Патрульный джип тут как тут. Аборигены разбежались. Дорогу перекрыли. Солдаты стали проверять документы и содержимое багажников. Йошуа позвонил другу: “Яков, задержка вышла, нас камнями забросали. Если родители спросят, придумай причину, ты мастер. Не хочу, чтоб мать с отцом волновались. Скоро приеду”.
Только Яков показался на пороге дома Цви и Хавы с ловко придуманной историей на устах, как увидал, что оба встревожены. Не успел рта открыть, а те первыми заговорили, мол, местное радио передало, камни в наших летят, и где это Йошуа пропадает? Яков выложил успокоительный рассказ, но не преуспел.
Цви наказал жене Хаве, если отец или мать вдруг позвонят с чем-нибудь – не проговориться! Зачем старикам тревожиться? Но долгая многотрудная жизнь научает бдительности, и не укроется опасность от Аврама-Ицхака и Рейзы-Ривки. Едва окончил Цви своей инструктаж, как зазвонил телефон Хавы.
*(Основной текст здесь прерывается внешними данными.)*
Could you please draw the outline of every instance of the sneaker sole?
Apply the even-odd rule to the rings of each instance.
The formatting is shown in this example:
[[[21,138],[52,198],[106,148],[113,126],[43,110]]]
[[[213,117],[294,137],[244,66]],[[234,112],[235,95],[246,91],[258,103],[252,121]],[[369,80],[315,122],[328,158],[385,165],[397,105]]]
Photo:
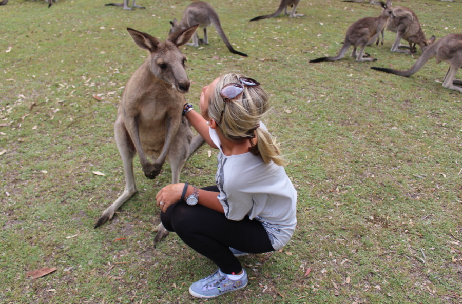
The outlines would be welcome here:
[[[196,298],[199,298],[200,299],[211,299],[212,298],[216,298],[217,297],[219,297],[222,294],[224,294],[227,293],[228,292],[231,292],[232,291],[236,291],[236,290],[239,290],[239,289],[244,288],[244,287],[247,286],[247,283],[248,283],[248,282],[246,282],[245,285],[243,285],[243,286],[241,286],[240,287],[238,287],[238,288],[235,288],[234,289],[233,289],[232,290],[228,290],[224,292],[222,292],[220,294],[217,294],[216,295],[214,295],[214,296],[206,296],[206,295],[204,295],[203,294],[200,294],[197,293],[197,292],[195,292],[194,291],[191,289],[190,287],[189,287],[189,293],[191,294],[191,295],[193,297],[196,297]]]

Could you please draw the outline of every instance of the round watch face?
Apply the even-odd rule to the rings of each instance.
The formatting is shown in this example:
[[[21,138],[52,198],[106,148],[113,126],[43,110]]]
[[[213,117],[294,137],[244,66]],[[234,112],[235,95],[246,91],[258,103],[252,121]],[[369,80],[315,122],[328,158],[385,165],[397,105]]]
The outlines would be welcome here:
[[[186,199],[186,203],[189,205],[195,205],[197,204],[197,198],[192,195],[190,195]]]

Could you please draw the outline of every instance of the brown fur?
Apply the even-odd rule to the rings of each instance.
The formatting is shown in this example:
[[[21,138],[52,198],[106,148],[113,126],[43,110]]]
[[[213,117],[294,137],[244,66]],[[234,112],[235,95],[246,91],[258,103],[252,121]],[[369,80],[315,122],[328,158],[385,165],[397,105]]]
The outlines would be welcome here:
[[[304,16],[303,14],[296,14],[295,10],[297,9],[297,6],[300,0],[281,0],[281,3],[276,12],[270,15],[265,15],[264,16],[259,16],[255,17],[253,19],[251,19],[251,21],[257,21],[257,20],[261,20],[262,19],[268,19],[270,18],[274,18],[279,16],[281,12],[284,10],[284,15],[289,15],[287,12],[287,7],[292,7],[292,11],[291,12],[289,17],[301,17]]]
[[[454,86],[462,84],[462,80],[455,79],[457,70],[462,68],[462,34],[450,34],[429,46],[422,55],[409,70],[400,71],[394,69],[371,68],[373,70],[409,77],[419,71],[432,58],[435,57],[436,63],[445,62],[449,64],[449,69],[443,79],[442,86],[462,93],[462,88]]]
[[[225,35],[218,15],[215,12],[211,6],[203,1],[196,1],[190,4],[185,10],[183,13],[183,17],[179,22],[176,19],[174,19],[170,22],[171,27],[170,28],[169,34],[175,33],[180,30],[185,29],[191,26],[198,24],[201,28],[204,29],[204,40],[201,40],[205,44],[208,44],[208,38],[207,37],[207,27],[210,24],[213,24],[217,30],[218,35],[223,40],[226,47],[229,51],[233,54],[240,55],[247,57],[247,54],[236,51],[231,45],[229,40],[228,40],[226,35]],[[199,42],[199,36],[196,32],[192,36],[192,43],[188,43],[188,45],[193,47],[198,47]]]
[[[145,175],[154,178],[165,160],[171,167],[172,183],[178,183],[180,172],[188,157],[203,142],[192,137],[188,123],[182,123],[189,89],[184,69],[185,57],[179,49],[194,34],[198,25],[172,34],[164,42],[127,28],[140,48],[149,52],[146,60],[125,86],[114,124],[116,143],[124,163],[125,188],[123,193],[103,213],[98,227],[111,219],[116,211],[138,190],[133,173],[133,159],[138,153]],[[149,157],[155,160],[151,163]],[[168,234],[162,224],[155,244]]]
[[[393,9],[393,11],[396,17],[390,20],[387,26],[387,30],[396,33],[396,38],[392,46],[392,52],[410,54],[415,51],[416,44],[420,47],[423,52],[435,40],[434,36],[430,40],[427,40],[417,15],[410,9],[403,6],[398,6]],[[398,48],[401,39],[409,43],[409,51]]]

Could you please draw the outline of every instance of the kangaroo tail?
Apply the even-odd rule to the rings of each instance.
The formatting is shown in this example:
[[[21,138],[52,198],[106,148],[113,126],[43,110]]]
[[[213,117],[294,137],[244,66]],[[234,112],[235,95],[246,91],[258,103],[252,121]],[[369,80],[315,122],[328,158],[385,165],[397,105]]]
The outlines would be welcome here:
[[[412,66],[409,70],[405,71],[400,71],[399,70],[395,70],[395,69],[387,69],[385,68],[378,68],[376,67],[371,67],[371,68],[376,71],[380,71],[380,72],[384,72],[390,74],[394,74],[398,76],[402,76],[403,77],[409,77],[417,73],[419,70],[422,68],[422,67],[427,63],[429,60],[435,57],[436,55],[436,46],[434,44],[428,47],[425,51],[420,55],[414,65]]]
[[[221,38],[221,39],[223,40],[223,42],[225,43],[225,44],[226,45],[226,47],[228,48],[228,49],[229,50],[230,52],[231,52],[233,54],[239,55],[240,56],[243,56],[244,57],[248,56],[248,55],[247,55],[247,54],[244,54],[244,53],[238,52],[238,51],[236,51],[233,48],[233,46],[231,45],[231,43],[229,42],[229,40],[228,40],[228,38],[226,37],[226,35],[225,35],[224,32],[223,30],[223,28],[221,27],[221,24],[220,23],[220,19],[218,18],[218,15],[214,16],[213,18],[212,19],[212,23],[214,24],[214,26],[215,27],[215,29],[217,30],[217,32],[218,33],[218,35]]]
[[[281,13],[281,12],[284,9],[284,7],[285,6],[285,5],[283,3],[284,1],[281,1],[281,4],[279,5],[279,7],[278,8],[278,10],[275,12],[274,13],[271,14],[271,15],[265,15],[264,16],[259,16],[258,17],[255,17],[253,19],[251,19],[251,21],[257,21],[257,20],[262,20],[263,19],[268,19],[270,18],[273,18],[274,17],[277,17]]]
[[[345,54],[346,53],[346,51],[348,50],[348,49],[351,46],[351,43],[346,40],[344,41],[343,46],[342,47],[342,48],[340,49],[340,52],[338,52],[338,54],[335,57],[322,57],[321,58],[318,58],[317,59],[310,60],[310,62],[314,64],[318,62],[322,62],[324,61],[336,61],[337,60],[340,60],[345,56]]]

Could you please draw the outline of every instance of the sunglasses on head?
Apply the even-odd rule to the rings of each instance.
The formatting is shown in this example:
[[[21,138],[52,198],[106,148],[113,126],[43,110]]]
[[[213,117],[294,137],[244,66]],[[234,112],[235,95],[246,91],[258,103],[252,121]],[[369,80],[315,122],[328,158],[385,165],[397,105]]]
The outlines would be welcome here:
[[[231,83],[224,86],[220,91],[220,95],[223,98],[223,106],[221,108],[221,115],[220,116],[219,124],[221,123],[223,119],[223,113],[224,113],[225,107],[227,102],[231,101],[235,98],[244,91],[245,86],[247,87],[255,87],[259,86],[260,83],[254,79],[242,77],[239,78],[240,84],[237,83]]]

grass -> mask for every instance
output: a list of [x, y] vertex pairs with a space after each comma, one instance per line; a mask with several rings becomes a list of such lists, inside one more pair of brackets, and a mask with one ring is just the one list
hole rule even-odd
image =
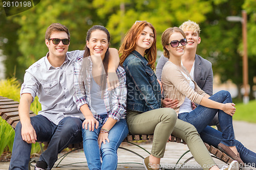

Это Рейза-Ривка, страшно волнуясь, спрашивает, дома ли Йошуа, не в дороге ли? У них в столице радио вещает, мол, беспорядки вблизи Бейт Шема.
Бедняжка Хава растерялась, самой тревожно, а тут еще свекровь одолевает! Спасение как с неба свалилось. Ворвался в дом Йошуа, подмигнул Якову, поцеловал мать, обнял отца. “Дома твой внук!” – прокричала в телефон счастливая Хава. Вернулись мир и покой. А нечаянный герой дня невозмутимо направился на занятия в ешиву.
3
Случаются порой совпадения. Сара сообщила Йошуа, что сегодня рассказывали ученицам ульпаны о подвигах тезки его. Вот и в ешиве этим вечером речь зашла о славном герое прошлого. Разумеется, в отличие от ульпаны, снабжающей девиц лишь краткими поверхностными сведениями о предмете, ешива дает молодым людям подробные глубокие знания.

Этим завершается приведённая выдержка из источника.